The Ministry of Health announced the scaling up of Primary Care Networks (PCN) at the Committee of Supply Debate 2017. The PCN pilot had shown that private GPs could operate very effectively with good outcomes as long as there was adequate support that enabled them to handle complex diseases. In PCN, solo GPs and small group practices will be organised into virtual networks to deliver care through a multi-disciplinary team approach. Counsellors and diabetic screening services will be provided on-site at the GP clinics to assist in managing chronic diseases.

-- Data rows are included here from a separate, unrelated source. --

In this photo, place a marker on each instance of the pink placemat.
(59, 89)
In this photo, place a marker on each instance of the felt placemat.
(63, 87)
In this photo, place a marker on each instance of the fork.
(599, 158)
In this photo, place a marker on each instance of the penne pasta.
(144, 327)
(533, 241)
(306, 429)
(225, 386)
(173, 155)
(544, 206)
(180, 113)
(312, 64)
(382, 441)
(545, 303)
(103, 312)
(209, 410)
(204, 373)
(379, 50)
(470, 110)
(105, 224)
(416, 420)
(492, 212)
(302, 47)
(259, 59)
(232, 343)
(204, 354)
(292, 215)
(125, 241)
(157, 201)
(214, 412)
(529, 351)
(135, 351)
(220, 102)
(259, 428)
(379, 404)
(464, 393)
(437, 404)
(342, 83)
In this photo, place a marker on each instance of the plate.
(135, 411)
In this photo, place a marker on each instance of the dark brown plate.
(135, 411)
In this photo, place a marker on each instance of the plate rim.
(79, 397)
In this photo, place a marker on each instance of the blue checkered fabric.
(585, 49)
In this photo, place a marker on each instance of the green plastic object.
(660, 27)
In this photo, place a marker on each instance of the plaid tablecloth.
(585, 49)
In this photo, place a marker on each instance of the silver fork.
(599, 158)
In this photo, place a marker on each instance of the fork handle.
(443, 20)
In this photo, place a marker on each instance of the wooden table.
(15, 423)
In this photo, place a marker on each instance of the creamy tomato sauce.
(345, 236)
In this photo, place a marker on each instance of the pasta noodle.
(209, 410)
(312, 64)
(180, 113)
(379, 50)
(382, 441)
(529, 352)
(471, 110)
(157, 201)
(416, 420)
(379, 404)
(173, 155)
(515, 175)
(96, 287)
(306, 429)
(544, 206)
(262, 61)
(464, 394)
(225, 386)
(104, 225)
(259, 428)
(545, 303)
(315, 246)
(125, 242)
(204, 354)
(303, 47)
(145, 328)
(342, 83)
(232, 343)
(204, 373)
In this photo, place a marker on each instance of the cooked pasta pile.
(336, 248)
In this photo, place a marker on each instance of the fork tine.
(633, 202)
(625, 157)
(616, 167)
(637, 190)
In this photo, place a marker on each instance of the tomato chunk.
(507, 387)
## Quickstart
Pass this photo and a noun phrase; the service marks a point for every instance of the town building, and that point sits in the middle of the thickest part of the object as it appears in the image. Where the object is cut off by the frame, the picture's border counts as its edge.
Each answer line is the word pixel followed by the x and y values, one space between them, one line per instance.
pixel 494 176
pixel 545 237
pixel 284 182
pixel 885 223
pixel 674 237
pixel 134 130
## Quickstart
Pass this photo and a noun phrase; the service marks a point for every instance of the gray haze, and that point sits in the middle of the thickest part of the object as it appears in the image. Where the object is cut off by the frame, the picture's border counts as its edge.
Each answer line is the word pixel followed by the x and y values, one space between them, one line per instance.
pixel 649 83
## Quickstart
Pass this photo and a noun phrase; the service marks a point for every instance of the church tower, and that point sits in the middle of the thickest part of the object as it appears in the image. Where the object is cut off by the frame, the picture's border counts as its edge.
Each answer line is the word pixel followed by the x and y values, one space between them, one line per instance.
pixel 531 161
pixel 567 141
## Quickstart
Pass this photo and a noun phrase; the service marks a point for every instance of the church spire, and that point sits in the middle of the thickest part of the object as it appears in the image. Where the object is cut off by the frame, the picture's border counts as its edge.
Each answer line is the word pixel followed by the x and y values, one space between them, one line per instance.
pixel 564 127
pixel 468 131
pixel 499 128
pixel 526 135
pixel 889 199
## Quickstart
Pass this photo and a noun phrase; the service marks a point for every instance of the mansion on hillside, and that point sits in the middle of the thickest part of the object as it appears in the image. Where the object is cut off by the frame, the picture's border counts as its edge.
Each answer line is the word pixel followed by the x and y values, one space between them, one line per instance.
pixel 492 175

Antifragility in general practice

The concept of antifragility was proposed by Nassim Nicholas Taleb in his 2012 book, Antifragile: Things That Gain From Disorder. Fragile systems break down under stress and tension while resilience allows systems to resist shocks and to recover from failure. However, the opposite of fragility is not resilience, because resilience maintains or returns the system to the same/prior state. Taleb coined the word "antifragility" to describe a system that goes beyond resilience or robustness. Antifragile systems not only recover but improve under stress. An example in biology is the necessity of constant exercise and bearing of weights to stress and hence strengthen bones and muscles; the removal of which results in atrophy.

Based on the above description, I think that general practice is antifragile. In the face of rapid change and constant challenges, general practice remains not only resilient but adaptive as well. New policies and schemes have come and gone. GPs have seen through different partnerships, engagements, funding plans and business practices, and have continued to adapt, consolidate and thrive amid all these.

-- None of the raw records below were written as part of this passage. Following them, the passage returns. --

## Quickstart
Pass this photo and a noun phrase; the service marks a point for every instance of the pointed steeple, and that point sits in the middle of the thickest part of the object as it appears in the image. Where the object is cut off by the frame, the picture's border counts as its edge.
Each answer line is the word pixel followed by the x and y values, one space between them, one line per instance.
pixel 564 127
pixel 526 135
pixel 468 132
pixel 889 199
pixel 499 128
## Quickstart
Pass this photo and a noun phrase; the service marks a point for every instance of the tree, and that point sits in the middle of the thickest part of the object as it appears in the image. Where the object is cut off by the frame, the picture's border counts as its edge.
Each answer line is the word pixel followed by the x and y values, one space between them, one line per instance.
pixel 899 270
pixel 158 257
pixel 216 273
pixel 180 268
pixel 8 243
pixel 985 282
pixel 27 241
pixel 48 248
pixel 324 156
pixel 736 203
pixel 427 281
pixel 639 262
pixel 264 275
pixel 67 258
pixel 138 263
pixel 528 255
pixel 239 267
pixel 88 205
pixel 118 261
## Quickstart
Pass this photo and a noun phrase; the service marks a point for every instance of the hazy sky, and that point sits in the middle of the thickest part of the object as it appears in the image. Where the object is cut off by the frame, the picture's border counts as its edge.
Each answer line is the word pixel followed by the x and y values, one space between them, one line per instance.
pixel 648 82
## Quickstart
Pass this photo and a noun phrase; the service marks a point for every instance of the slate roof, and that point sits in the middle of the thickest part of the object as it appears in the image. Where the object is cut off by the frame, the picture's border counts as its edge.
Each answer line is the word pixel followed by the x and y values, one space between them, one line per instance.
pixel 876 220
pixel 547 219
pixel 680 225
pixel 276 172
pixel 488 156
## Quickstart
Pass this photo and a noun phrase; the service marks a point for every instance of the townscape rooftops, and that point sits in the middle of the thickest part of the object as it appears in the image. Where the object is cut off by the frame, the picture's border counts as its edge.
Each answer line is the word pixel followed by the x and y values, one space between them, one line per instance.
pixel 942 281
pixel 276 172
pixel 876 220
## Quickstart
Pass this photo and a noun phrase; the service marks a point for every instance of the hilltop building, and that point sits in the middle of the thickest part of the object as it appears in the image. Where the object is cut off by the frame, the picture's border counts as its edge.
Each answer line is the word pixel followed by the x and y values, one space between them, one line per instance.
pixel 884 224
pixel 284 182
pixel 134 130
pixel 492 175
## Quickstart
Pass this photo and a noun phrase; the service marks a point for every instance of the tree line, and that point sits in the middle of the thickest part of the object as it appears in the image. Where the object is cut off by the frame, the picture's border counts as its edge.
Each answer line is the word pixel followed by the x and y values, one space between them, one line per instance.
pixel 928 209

Finally, to the solo GPs who sometimes feel that their existence is being threatened, I quote the German philosopher and existentialist Friedrich Nietzsche who so eloquently said: "That which does not kill us, makes us stronger."

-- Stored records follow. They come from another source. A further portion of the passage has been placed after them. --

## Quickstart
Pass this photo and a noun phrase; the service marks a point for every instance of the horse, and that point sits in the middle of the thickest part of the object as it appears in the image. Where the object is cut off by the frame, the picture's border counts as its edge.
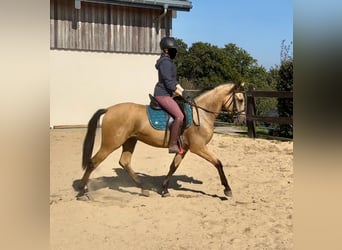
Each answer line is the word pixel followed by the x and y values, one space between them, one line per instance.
pixel 124 124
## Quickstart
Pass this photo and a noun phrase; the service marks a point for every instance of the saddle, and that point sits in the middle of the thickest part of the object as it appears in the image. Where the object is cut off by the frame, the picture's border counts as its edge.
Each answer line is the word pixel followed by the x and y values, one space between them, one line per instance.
pixel 160 119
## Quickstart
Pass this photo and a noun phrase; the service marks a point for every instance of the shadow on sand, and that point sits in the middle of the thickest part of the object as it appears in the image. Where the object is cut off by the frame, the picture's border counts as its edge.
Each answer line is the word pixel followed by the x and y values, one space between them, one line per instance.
pixel 152 183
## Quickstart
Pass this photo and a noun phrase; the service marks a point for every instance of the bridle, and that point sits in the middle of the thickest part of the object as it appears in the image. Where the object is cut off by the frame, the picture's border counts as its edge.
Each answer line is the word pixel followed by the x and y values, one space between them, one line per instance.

The European definition of General Practice/Family Medicine3

The role of the GP includes:

  • being the point of first medical contact within the healthcare system, providing open and unlimited access, for all health problems both acute and chronic;
  • coordinating care within the healthcare system;
  • practising patient-centredness in the context of family and community;
  • enabling patient empowerment;
  • focusing on a long-term doctor-patient relationship and continuity of care;
  • making clinical decisions taking into consideration the prevalence of illness it the community;
  • managing undifferentiated illnesses at presentation;
  • ensuring health promotion and community health; and
  • dealing with all aspects of health in their physical, psychological, social, cultural, and even existential dimensions.

WONCA also defined six core competencies that are essential for the GP.

These include:

  1. Primary care management such as dealing with undifferentiated illness.
  2. Person-centred care including respecting patient autonomy.
  3. Specific problem-solving skills to guide decision-making in primary care settings where sophisticated tools are not available.
  4. Comprehensive approach to care including acute and chronic problems, health promotion and preventive health.
  5. Community orientation emphasising on what the patient presents in the context of family and social settings.
  6. Holistic approach.

References
  1. Tan T. The Lives They Live: Doctor is still in, at age 89, for Rochor residents. The Straits Times 28 Sep 2017. Available at: http://www.straitstimes.com/singapore/the-lives-they-live-doctor-is-still-in-at-age-89-for-rochor-residents
  2. Ministry of Health, Singapore. Primary Care Survey 2014 Report. Available at: https:// www.moh.gov.sg/content/moh_web/home/Publications/Reports/2017/primary-care-survey-2014-report.html.
  3. WONCA Europe. The European Definition of General Practice / Family Medicine - Edition 2011 Short Version. Available at: http://www.woncaeurope.org/gp-definitions.

Wong Tien Hua is President of the 58th SMA Council. He is a family medicine physician practising in Sengkang. Dr Wong has an interest in primary care, patient communication and medical ethics.